En finir avec les tarifs indexés
La fin des tarifs réglementés annonce donc la fin des tarifs indexés, obligeant ainsi les opérateurs à proposer de nouvelles offres. Alors que Direct Energie, 1er fournisseur alternatif récemment racheté par le géant Total, avait basé son modèle sur un pourcentage de réduction par rapport aux tarifs réglementés, il doit repenser ses prix comme le met en exergue Sébastien Loux : "Ce sera en effet différent. Nous travaillons déjà sur nos premières offres post TRV et la façon d'articuler du point de vue marketing." Toutefois, il s'avère très content de la fin des TRV, qu'il envisage comme "un océan de croissance."
Lorsque la fin des tarifs réglementés interviendra pour les particuliers, que ce soit pour le gaz ou l'électricité, nous aurons un océan de croissance devant nous. Sébastien Loux, directeur général délégué de Direct Energie
Assez réservé sur le calendrier, il espère que "les TRV gaz et électricité disparaîtront définitivement d’ici deux ans."
Low cost : investir dans l'auto-consommation
Le prix devient l'un des champs de bataille des fournisseurs alternatifs. Si le low-cost apparait comme une bonne stratégie, elle va de pair avec une stratégie d'investissement dans les énergies renouvelables et l'autoconsommation. Si l'on en croit Kaled Zourray, fondateur de Mint Energie, un fournisseur d'énergie 100% renouvelable : "Pour être les moins chers du marché à terme, il faudra intégrer des solutions d'autoconsommation".
"Pour être les moins chers du marché à terme, il faudra intégrer des solutions d'autoconsommation". Kaled Zourray, fondateur de Mint Energie
Or explique-t-il "aujourd'hui, le frein à l'autoconsommation est l'investissement initial.
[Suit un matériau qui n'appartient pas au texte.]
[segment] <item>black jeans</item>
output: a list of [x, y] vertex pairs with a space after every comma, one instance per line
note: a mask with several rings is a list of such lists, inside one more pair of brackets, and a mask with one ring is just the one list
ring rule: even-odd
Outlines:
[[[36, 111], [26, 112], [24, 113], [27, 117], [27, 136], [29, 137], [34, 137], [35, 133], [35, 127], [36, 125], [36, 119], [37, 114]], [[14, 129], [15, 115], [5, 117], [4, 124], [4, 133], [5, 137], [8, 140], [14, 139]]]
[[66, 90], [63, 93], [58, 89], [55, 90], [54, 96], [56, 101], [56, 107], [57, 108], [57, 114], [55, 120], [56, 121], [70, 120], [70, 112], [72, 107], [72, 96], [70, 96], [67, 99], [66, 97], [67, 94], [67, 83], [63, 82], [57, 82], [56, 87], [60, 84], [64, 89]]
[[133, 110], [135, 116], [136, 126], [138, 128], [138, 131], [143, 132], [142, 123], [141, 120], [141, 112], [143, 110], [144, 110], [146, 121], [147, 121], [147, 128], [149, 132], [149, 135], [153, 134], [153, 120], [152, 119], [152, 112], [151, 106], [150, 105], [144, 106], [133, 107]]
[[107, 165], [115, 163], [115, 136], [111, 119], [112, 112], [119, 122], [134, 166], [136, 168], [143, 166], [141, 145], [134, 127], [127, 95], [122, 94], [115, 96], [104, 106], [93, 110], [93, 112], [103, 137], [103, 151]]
Il faut pouvoir sortir 7000 euros minimum tout de suite." Le fournisseur réfléchit donc à proposer le financement de l'installation photovoltaïque aux futurs clients de Mint-Energie afin de proposer aux consommateurs "un prix de l'énergie qui serait deux fois inférieur à ce que lui propose son fournisseur sans avoir à investir". Un propos confirmé par Julien Chardon CEO d'ilek : "Installer des solutions d'autoconsommation chez les particuliers leur permet d'être plus indépendants, de profiter de leur production sous leur toit ou d'acheter de l'énergie à 20 kilomètres de chez eux."
Une stratégie à laquelle réfléchit également Total Spring comme le fait savoir Sophie Audic, sa directrice : "en tant que producteur de panneaux solaires, Total va être amené à se positionner sur ce marché. Nous poursuivrons notre investissement dans les énergies renouvelables."